Once injected, the liquid silicone migrates away from the posterior. Silicoma, as its effects are known, cause rashes, chronic and severe pain in affected areas and the eventual compromise of the body’s immune system.

“It isn’t unusual for parents to offer these injections as 15th birthday presents, so we have to get to them while they’re very young,” said Astrid de la Rosa, the Caracas representative of a foundation that tours schools to educate children about the dangers posed by liquid silicone injections.

She paid the equivalent of £450 for biopolymer injections in 2008. Today, the same injections in a Caracas beauty salon cost just £5.

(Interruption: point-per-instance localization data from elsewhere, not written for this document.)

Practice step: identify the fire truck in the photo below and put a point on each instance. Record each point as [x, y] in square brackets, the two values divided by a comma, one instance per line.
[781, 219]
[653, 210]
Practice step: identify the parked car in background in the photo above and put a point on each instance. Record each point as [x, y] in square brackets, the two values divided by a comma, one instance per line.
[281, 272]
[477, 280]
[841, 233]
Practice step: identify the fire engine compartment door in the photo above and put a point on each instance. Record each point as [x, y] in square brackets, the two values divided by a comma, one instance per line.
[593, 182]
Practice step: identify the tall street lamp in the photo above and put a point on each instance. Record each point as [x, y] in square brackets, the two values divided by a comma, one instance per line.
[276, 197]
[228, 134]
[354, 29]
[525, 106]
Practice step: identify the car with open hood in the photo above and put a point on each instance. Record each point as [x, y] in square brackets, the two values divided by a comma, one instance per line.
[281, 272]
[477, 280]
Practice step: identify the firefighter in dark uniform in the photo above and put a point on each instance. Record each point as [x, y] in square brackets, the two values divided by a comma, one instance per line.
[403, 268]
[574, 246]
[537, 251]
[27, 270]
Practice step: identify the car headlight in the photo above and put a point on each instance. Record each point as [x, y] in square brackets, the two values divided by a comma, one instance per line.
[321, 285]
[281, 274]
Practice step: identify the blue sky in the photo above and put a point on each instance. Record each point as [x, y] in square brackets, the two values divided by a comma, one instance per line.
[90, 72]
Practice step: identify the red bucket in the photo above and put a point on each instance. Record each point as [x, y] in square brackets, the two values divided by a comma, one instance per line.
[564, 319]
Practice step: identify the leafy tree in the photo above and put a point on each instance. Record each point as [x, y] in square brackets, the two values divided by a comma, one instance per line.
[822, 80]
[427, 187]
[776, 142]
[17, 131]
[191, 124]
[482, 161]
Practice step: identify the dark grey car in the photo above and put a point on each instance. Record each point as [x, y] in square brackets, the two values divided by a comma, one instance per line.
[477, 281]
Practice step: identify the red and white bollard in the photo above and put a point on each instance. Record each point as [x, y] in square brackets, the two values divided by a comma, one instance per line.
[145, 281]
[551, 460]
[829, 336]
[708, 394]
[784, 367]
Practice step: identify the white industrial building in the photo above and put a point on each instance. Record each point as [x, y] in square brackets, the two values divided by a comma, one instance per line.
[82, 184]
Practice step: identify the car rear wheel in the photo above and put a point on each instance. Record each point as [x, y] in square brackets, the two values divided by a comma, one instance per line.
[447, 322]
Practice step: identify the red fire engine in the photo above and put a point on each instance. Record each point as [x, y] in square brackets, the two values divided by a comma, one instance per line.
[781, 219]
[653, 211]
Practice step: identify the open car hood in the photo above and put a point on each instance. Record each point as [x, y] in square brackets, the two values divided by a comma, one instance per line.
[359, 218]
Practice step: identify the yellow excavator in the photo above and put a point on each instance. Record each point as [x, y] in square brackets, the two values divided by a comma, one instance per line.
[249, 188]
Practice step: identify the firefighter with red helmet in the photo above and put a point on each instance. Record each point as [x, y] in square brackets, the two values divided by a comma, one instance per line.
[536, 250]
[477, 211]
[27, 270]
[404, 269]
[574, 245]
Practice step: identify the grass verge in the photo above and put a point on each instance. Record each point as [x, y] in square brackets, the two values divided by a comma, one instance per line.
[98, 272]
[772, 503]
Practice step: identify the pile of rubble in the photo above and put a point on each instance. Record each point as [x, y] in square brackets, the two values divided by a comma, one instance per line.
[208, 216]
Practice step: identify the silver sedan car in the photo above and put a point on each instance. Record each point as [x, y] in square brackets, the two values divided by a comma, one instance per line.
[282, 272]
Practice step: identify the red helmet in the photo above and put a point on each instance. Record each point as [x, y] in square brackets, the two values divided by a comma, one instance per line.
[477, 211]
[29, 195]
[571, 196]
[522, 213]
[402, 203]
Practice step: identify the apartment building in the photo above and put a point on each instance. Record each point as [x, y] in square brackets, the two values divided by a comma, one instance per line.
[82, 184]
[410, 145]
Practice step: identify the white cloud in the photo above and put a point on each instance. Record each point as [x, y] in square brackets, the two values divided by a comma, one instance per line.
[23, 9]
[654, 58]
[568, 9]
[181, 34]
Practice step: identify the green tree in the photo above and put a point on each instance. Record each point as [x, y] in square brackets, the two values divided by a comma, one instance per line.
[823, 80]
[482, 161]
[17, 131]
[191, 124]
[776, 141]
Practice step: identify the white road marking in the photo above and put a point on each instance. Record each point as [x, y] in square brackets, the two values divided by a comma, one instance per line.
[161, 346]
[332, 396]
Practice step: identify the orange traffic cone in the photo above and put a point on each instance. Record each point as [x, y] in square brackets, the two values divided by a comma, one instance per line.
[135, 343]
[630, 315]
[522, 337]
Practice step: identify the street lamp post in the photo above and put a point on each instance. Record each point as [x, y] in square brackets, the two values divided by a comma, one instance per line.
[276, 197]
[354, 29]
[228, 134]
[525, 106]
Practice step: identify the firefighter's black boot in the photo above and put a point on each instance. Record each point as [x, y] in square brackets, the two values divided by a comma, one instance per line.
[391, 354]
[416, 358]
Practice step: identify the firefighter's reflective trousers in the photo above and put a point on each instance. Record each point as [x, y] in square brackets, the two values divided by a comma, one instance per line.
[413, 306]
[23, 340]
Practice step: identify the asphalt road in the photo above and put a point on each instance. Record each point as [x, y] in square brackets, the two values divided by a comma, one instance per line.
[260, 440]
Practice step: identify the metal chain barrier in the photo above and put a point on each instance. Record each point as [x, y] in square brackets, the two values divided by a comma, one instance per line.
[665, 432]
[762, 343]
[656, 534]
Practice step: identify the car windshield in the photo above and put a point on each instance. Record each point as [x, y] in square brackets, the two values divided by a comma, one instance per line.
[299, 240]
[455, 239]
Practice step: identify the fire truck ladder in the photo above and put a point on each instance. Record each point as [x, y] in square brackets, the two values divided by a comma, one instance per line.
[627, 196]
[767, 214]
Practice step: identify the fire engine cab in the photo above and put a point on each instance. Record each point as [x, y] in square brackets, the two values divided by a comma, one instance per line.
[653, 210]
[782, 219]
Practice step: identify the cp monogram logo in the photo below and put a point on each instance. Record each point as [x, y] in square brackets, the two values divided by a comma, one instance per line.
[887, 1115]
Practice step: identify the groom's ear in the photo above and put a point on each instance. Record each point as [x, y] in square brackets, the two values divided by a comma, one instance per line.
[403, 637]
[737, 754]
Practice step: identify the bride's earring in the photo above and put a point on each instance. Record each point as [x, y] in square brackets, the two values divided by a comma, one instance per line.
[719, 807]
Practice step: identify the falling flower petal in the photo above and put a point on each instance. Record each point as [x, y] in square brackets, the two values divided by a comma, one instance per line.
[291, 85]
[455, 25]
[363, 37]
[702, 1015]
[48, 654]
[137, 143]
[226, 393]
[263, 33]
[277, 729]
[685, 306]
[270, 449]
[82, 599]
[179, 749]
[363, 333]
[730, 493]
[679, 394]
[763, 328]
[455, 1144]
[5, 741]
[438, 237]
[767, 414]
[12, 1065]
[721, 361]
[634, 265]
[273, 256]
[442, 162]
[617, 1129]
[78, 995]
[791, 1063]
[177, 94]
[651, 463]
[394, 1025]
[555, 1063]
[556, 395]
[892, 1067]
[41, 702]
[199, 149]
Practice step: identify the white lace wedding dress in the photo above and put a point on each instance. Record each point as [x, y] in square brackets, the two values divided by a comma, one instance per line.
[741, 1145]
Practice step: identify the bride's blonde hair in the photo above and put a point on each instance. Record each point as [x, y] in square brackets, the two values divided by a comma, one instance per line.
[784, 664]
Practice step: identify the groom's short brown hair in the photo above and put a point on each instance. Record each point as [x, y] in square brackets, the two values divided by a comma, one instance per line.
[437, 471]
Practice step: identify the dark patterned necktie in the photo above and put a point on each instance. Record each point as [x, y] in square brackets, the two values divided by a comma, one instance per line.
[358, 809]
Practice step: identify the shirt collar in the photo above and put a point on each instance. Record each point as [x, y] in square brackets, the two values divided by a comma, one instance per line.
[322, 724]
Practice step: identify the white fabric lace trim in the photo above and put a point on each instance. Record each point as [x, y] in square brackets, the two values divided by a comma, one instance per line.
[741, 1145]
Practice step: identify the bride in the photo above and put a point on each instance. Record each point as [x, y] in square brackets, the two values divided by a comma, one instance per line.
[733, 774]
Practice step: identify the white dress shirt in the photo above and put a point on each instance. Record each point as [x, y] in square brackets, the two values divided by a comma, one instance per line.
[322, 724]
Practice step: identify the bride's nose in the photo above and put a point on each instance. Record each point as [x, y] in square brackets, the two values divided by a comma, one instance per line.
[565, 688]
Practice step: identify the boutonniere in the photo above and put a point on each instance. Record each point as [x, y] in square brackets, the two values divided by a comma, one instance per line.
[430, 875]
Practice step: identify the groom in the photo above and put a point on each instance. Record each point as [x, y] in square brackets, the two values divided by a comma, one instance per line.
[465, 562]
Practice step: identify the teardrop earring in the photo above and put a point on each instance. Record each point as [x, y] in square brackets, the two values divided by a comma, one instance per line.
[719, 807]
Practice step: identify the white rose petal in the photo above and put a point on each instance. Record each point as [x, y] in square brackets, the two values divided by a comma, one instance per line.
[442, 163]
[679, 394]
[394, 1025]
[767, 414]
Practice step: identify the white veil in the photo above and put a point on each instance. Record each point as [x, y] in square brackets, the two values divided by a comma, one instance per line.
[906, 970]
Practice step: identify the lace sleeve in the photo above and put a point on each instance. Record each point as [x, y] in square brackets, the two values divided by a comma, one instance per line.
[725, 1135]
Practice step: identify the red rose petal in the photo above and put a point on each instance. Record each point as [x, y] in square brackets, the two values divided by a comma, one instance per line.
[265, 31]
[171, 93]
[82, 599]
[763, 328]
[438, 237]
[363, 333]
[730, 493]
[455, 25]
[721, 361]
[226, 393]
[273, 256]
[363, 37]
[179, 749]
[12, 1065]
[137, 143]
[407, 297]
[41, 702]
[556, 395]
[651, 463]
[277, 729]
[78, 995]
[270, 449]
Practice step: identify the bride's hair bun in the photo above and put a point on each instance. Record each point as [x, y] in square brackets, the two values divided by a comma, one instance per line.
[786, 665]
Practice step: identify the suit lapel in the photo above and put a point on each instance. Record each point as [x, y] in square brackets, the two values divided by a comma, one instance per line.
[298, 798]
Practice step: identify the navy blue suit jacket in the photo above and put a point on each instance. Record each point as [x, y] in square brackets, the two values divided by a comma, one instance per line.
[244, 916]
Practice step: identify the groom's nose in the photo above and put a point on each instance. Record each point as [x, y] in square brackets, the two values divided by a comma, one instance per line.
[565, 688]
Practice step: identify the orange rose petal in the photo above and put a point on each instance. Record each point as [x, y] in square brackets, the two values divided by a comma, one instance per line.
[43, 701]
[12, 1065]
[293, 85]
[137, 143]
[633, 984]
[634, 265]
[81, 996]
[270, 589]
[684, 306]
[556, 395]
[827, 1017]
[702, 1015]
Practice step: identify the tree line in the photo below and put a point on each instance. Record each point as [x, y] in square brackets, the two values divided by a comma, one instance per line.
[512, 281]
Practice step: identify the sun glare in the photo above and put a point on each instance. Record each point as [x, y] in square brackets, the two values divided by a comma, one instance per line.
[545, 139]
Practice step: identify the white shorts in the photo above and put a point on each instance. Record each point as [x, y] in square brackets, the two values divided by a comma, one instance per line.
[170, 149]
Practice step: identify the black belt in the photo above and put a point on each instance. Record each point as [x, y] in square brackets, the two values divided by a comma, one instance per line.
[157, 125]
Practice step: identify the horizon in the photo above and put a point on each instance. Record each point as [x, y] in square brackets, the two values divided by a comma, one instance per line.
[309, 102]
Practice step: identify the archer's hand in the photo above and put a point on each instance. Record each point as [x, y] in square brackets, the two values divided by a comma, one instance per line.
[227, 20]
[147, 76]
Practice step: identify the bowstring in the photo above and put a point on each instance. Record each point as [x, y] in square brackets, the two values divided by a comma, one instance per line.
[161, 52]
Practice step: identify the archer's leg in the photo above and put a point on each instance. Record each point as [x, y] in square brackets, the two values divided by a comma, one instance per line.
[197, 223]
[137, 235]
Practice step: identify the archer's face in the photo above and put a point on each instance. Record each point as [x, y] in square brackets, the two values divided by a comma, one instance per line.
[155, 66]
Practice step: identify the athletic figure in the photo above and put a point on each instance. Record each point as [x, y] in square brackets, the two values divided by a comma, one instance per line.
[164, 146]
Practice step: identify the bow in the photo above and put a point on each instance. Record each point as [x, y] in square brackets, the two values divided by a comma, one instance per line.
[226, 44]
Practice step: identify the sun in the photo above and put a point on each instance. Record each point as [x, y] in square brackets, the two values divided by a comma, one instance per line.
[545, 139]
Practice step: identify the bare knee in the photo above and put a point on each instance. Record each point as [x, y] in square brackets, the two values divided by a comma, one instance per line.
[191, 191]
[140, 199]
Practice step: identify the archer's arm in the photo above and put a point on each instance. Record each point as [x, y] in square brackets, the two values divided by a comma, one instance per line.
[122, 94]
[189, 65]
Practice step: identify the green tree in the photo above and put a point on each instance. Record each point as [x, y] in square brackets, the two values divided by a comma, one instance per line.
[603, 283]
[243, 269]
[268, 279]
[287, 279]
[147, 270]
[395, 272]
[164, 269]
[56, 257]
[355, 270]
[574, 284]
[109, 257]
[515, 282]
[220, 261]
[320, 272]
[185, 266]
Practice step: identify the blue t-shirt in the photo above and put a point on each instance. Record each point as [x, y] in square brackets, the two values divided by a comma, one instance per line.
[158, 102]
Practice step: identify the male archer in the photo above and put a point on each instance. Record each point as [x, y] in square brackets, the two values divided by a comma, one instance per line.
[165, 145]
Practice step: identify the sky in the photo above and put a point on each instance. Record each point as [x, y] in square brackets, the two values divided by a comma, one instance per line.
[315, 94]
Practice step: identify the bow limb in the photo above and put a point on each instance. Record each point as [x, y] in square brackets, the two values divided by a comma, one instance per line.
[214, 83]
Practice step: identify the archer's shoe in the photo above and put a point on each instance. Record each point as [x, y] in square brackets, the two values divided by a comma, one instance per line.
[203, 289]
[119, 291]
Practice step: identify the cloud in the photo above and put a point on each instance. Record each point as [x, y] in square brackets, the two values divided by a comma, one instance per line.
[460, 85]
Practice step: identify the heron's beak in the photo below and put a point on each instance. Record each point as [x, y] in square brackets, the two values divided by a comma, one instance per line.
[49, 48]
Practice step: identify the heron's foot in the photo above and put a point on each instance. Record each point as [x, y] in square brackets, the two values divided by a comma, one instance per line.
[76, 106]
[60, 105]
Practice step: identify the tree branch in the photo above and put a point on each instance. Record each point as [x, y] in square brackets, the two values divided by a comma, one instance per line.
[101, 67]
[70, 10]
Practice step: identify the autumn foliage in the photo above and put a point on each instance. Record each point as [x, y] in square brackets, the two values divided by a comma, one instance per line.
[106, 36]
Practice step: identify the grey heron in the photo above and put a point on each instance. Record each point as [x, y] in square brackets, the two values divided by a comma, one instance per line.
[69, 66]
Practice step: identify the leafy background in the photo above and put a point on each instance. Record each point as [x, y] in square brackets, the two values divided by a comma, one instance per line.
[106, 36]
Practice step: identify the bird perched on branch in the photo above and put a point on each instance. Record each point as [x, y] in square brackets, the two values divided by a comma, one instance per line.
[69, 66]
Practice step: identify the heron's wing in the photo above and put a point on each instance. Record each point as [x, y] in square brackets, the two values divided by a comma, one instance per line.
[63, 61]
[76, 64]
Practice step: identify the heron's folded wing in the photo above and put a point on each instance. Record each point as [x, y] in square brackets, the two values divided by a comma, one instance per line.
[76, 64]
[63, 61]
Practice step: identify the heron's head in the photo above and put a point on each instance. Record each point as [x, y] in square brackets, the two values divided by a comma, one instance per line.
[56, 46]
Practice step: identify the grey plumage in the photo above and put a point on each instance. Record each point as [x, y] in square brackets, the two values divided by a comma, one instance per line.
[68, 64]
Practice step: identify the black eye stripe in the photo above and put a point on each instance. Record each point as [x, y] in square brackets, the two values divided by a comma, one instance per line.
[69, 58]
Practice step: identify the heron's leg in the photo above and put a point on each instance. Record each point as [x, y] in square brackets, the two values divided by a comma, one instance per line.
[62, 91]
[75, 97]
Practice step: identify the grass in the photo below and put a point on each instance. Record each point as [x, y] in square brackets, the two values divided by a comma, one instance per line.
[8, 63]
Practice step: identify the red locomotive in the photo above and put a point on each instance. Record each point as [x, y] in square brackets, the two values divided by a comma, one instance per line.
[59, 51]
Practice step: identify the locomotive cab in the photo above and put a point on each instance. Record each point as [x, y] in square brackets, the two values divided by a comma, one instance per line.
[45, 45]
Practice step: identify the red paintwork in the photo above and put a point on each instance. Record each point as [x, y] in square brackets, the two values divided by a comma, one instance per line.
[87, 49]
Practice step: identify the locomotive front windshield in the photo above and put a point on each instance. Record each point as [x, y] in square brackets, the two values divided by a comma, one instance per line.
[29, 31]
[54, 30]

“I spent two years bed-bound after the liquid migrated into the muscles which support my spine,” she said. “It’s inoperable, but for the past three years, I’ve been on a daily cocktail of painkillers and antibiotics to cope with the pain.”

The sale of this restricted substance for cosmetic use carries a minimum two-year prison sentence in Venezuela. However, it is readily available through internet vendors, who openly advertise their wares on a second-hand market website.

Very few individuals have been prosecuted for the distribution of biopolymers, leading activist groups to question the Venezuelan government’s commitment to what is now classified as a public health issue.

“We need to see greater action from the government in educating people as to these demonic substances,” Dr Pereira said.

“Unfortunately, the majority of people undergoing this procedure are young and poorly educated women, who feel put under pressure by the expectations of a very intense beauty culture.”

Venezuela’s beauty industry is, per capita, the world’s most profitable. The average woman spends 20 per cent of her annual salary on beauty products and treatments, while 4,000 people undergo plastic surgery every month.

In the oil-rich country, only the petroleum industry is more profitable.

Biopolymer injections were used by some men in Eastern Europe during the 1970s in a bid to avoid national service. They would inject the substance in order to imitate tumours or bodily deformities to try to fail medical fitness examinations.

Liquid silicon injections are illegal in the United States and the European Union.